A friend (the wise and articulate proprietress of AK Minority Report) and I were talking last night about the subject of politics and communication in the workplace, and we decided we’d both write blog posts about it and see how our perspectives compare.
This is going to be a little difficult to write, as it’s a standing rule of mine not to write negatively or in inappropriate detail about my workplace or colleagues. Still, I’ll make a stab at it on general principles.
Am I affected by workplace politics? You bet. When I took my most recent IT project management position four years ago, I thought it was going to be managing straightforward implementation of bigger and sexier projects. Instead, it seemed to shift my job away from the nitty-gritty of project management and toward a very political, impact-and-influence oriented role – perhaps 75% of my time is spent on the latter.
When do I encounter politics? When do I not?!?!
- At project initiation, I work with multiple departments, reconcile wishes against strategic goals and favored vendors to scope a solution and develop a business case with a meaningful return on investment.
- During project planning & detailed requirements gathering, I fight for the resources necessary to accomplish my project and resolve requirements conflicts.
- During implementation, I work constantly behind the scenes to continue to have my resources’ full attention, and push the vendor as hard as possible to focus on our build and issues.
- Testing requires that I track down yet another set of resources to test, as well as push hard on vendors to resolve issues.
- Deployment requires getting the customer’s approval to go live, managing various change management processes, as well as high visibility internal and external communication.
I try and follow some simple, sensible rules for communication – these apply to basic human relations, not just my field of project management:
- Communicate frequently, often, and to the right people. Nobody likes surprises.
- Learn preferred channels of communication for different team members and customers and use them for best problem-solving.
- If you have a problem, go directly to the source of the problem.

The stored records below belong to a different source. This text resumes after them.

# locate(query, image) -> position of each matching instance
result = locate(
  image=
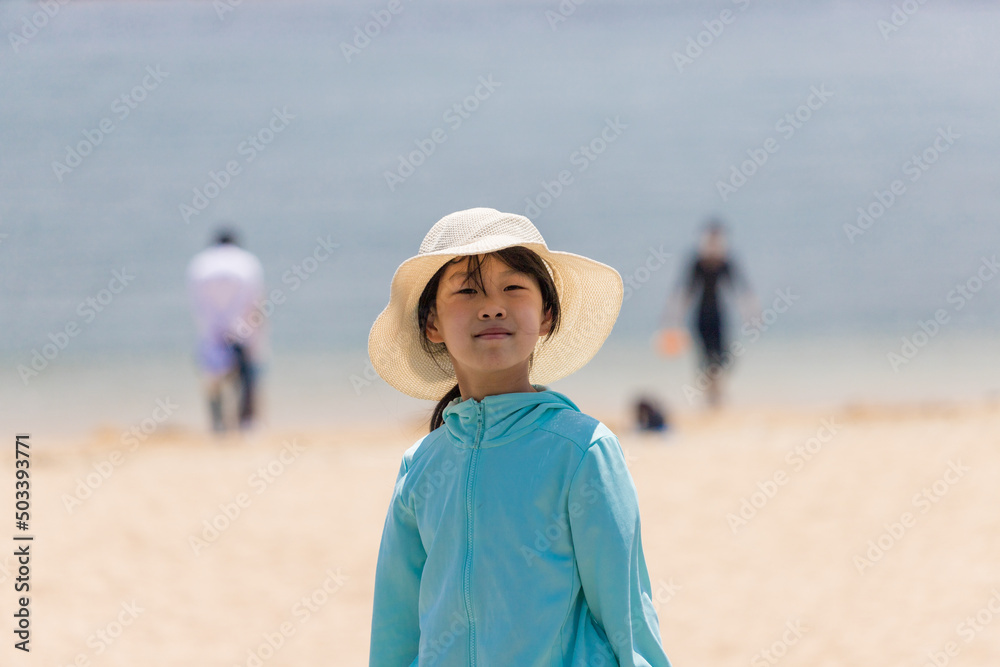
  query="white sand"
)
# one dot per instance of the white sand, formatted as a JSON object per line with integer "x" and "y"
{"x": 723, "y": 596}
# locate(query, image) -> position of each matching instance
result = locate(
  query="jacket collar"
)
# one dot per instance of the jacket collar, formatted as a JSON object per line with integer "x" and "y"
{"x": 498, "y": 419}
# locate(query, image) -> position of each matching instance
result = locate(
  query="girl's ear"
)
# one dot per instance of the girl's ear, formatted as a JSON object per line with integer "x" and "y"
{"x": 546, "y": 325}
{"x": 431, "y": 330}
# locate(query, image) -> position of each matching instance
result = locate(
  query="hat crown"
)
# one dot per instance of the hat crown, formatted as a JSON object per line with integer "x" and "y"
{"x": 465, "y": 232}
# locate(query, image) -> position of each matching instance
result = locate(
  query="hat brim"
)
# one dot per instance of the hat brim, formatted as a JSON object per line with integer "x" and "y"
{"x": 590, "y": 298}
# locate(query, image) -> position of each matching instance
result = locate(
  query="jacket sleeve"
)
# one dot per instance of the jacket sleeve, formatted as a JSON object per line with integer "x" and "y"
{"x": 604, "y": 524}
{"x": 395, "y": 635}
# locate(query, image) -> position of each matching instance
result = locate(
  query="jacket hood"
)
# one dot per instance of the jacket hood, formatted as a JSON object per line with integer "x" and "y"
{"x": 501, "y": 418}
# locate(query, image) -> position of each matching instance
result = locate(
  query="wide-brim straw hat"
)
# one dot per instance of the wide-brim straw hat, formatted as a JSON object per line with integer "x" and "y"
{"x": 590, "y": 297}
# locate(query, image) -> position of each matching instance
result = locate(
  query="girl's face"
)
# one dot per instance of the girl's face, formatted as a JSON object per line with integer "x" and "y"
{"x": 489, "y": 334}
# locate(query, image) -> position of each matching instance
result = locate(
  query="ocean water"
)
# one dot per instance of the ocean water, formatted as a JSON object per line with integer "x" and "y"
{"x": 641, "y": 109}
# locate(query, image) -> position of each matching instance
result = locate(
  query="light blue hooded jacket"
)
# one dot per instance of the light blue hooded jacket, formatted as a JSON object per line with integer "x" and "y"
{"x": 512, "y": 540}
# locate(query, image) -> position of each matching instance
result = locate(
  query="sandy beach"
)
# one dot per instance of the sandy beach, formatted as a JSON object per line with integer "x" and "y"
{"x": 864, "y": 536}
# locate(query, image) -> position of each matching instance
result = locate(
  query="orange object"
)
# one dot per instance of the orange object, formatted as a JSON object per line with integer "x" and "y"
{"x": 671, "y": 342}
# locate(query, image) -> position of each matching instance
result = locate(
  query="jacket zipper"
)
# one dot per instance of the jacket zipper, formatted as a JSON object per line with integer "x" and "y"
{"x": 468, "y": 558}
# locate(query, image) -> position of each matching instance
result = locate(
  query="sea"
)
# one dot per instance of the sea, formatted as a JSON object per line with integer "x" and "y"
{"x": 850, "y": 148}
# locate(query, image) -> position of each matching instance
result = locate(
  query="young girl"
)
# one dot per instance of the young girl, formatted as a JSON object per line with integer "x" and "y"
{"x": 512, "y": 537}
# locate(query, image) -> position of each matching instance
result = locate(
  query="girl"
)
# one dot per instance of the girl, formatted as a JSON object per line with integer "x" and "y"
{"x": 512, "y": 537}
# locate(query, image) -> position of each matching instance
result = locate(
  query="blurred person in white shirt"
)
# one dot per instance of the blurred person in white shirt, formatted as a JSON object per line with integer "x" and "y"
{"x": 226, "y": 289}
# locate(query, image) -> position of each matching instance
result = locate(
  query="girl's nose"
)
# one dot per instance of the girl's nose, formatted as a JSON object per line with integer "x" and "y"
{"x": 492, "y": 310}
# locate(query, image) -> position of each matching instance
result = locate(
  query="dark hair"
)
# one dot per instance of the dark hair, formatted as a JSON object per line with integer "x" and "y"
{"x": 520, "y": 259}
{"x": 225, "y": 235}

- If you need to escalate, involve both the source of the problem and his/her manager in the discussions so there is no he said/she said conflicting stories.
- Practice Covey’s fifth habit – seek first to understand, then to be understood.
- Deliver praise and positive feedback in public; criticism in private. Always.
- Follow the golden rule: treat others as you would like to be treated.
It’s important to me, as project manager, to understand my role. Primarily, my focus is typically supportive/facilitative management; I’m there to handle all the logistics and issues so that the technical team can focus on the project. At times, I do need to shift into a more assertive taskmistress role and require extraordinary focus from my team, and I need to understand when to do this and how to most effectively make it happen. Still, at the end of the day, when the project is successful, it’s my team that has done the work, every line of code, piece of hardware and late night cutover; I’m the most dispensable person there, and I make sure the team knows their efforts are appreciated.
One final note on politics, management and communication: there is a continuum of behavior that ranges from total, obsequious yes-person to completely obstructionist obstacle. I am not a yes-person. My personal sense of integrity requires me to be honest, realistic and forthcoming, while still trying to remain positive and constructive. One of the best pieces of career advice I ever received , from PM consultant Neil Whitten, is to do your job as if you don’t care if you get fired. Do the right thing, work hard, satisfy your own work ethic and be a champion for your project and your people.